He lives alone in Batho and works on his graphic book every day “for more than eight hours, till the sun sets. The only time I get out is to go for a game of pool at the tavern a street away. I draw with music on an old system, a CD player.”

Although Motshumi hopes his book is published, neither fame nor money drive him. “If people can see what I have done, then I am happy. If one person understands what I am trying to say, that is good. That is rewarding.”

At Greatmore he sold about four pieces on exhibition, asking about R900 each.

“Artists were selling their work for five figures. They were amazed at my price. But why should I up the price? Money means nothing. I eat, I have shelter. I get to say what I want to say. That’s what motivates me.”

Motshumi’s gonzo cartoons track everyday life and are deeply political.

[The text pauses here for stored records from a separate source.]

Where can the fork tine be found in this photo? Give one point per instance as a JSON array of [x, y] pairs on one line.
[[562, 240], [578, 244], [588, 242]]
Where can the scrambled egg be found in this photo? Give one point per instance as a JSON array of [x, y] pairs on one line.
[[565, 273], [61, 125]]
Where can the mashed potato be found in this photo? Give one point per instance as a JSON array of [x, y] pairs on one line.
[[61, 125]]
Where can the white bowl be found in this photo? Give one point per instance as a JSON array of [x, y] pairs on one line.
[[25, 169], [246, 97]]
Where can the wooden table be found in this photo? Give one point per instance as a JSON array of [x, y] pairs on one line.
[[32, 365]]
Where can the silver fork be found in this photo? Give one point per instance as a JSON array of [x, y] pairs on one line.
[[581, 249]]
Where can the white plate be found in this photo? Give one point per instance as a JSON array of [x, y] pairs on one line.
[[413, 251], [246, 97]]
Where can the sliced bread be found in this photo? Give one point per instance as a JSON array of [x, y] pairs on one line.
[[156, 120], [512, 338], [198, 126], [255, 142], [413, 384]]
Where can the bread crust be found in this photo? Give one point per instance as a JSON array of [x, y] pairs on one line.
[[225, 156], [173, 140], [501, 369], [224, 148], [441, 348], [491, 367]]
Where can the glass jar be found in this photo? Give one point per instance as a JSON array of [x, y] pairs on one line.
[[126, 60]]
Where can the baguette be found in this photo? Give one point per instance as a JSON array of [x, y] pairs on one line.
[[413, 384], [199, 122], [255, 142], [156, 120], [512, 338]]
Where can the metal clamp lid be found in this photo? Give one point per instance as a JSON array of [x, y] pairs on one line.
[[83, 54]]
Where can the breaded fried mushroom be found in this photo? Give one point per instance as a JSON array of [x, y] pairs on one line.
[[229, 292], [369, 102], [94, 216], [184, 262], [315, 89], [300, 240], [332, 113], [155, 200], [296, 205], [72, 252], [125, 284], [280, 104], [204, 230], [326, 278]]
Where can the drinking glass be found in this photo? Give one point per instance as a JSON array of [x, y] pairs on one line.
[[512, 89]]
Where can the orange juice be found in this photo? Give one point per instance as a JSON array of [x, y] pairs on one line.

A Pan-Africanist who would never join any political party, he is concerned that the government is “chipping away at freedom, taking away a little bit at a time. If there is no resistance, they will take it away.”

At Greatmore, he lived in an Observatory digs with four artists from Germany, Mexico, Spain and Botswana.

“Cartoonists are like lepers, not very social,” he said, adding that he is adaptable.

He seemed surprised at the positive influence he had on other artists, said the gallery’s director Mark O’Donovan.

“Mogorosi is amazingly humble but incredibly knowledgeable, and a man of principle who will not be bought.

“The visiting artists found him so informative. And Mogorosi felt honoured to find that people recognise him that way.”

The experience has energised Motshumi and made him think beyond Batho. He is now considering applying for a residency at the Bag Factory artists’ studios in Newtown, Joburg.

But right now he has his epic life story to complete, a project which Mason said put him on the “bounce-back trail”.

Over halfway through, Motshumi hopes to have all three parts inked and ready by November 2014.

Perhaps then this loner will finally be discovered.